You Can’t Read That! is a periodic post featuring banned book reviews and news roundups.
YCRT! Arizona News:
More on Arizona Superintendent of Public Instruction John Huppenthal, an elected official who is one of the key figures behind the infamous Tucson school book bannings of 2012 (a ban that is still in effect, by the way). Turns out that from election day in 2010 right up until about three weeks ago, Huppenthal had been trolling the comment sections of online political and education forums, posting under false names, acting as a sockpuppet in support of his own policies, and hating on Mexican-Americans. Caught red-handed, he tearfully apologized but refused to resign. As I write, he is still in office.
- Huppenthal’s ‘Falcon9′ Comments Date Back to Election Day 2010
- Jackass AZ Schools Superintendent Begins Blubbering During Press Conference, But Won’t Resign — Of Course
Typical of Huppenthal’s pseudonymous comments (in addition to “Falcon9,” he also hid behind the name “Thucydides”) is this one:
However, we are now going to see the dark side of controlling immigration — fewer jobs for caucasions. In an improving economy, free flowing immigration creates more jobs for caucasions, not fewer. Economic growth is one part productivity growth and 2 parts population growth. Caucasians aren’t reproducing themselves, so all population growth has to be immigration.
We are condemning ourselves to a second rate future if we don’t reestablish the melting pot with a strong flow of immigrants engaging in economic activity, not crime.
We all need to stomp out balkanization. No spanish radio stations, no spanish billboards, no spanish tv stations, no spanish newspapers. This is America, speak English….
I don’t mind them selling Mexican food as long as the menus are mostly in English.
And, I’m not being humorous or racist. A lot is at stake here.
It’s hard to understate the damage officially-sanctioned bigotry like this is doing to public education in Arizona.
YCRT! National News:
Kansas City officials, after a busybody neighbor’s complaint, shut down a nine-year-old boy’s sidewalk lending library. You’ll be happy to know that after national ridicule, the city backed down and Spencer’s Little Free Library is back in operation.
Daunting path to publication: a new history of Ulysses and censorship.
Adolescent humor deemed inappropriate for adolescents; high school production of Spamalot cancelled.
A librarian’s story of being “steamrollered” into removing a children’s book from the shelves. Appropriately enough, Flat Stanley makes an appearance!

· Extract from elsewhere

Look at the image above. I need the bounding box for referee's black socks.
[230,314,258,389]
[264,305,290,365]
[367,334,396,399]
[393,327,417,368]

Judy Blume on why parents shouldn’t worry so much about what their children are reading.
YCRT! Mini-Rant:
Public school districts typically have policies and procedures for responding to parental book challenges. Increasingly, though, nervous superintendents and principals are yanking books from school libraries and reading lists after just a single parent objects, negating established review procedures and robbing students and other parents of any choice. Two such stories have recently come to my attention:
- Pasco (Florida) school drops The Fault in Our Stars author’s book after parent’s email
- Cape Henlopen (Delaware) school board pulls The Miseducation of Cameron Post from the Blue Hen reading list after a single parental complaint
In neither case did school officials bother to read the challenged book, far less follow school district policy for reviewing books parents complain about. This aligns with almost all the other cases of school-level book banning I’ve reported on in recent columns. Parents, as the author of this editorial points out, have the right to object to books their children are assigned to read. Public school officials, on the other hand, do not have the right to arbitrarily ban books or impose one parent’s reading choices on the students of all the other parents. There are procedures for reviewing challenged books, and school boards should follow them. Central to those procedures is actually reading the book parents want banned.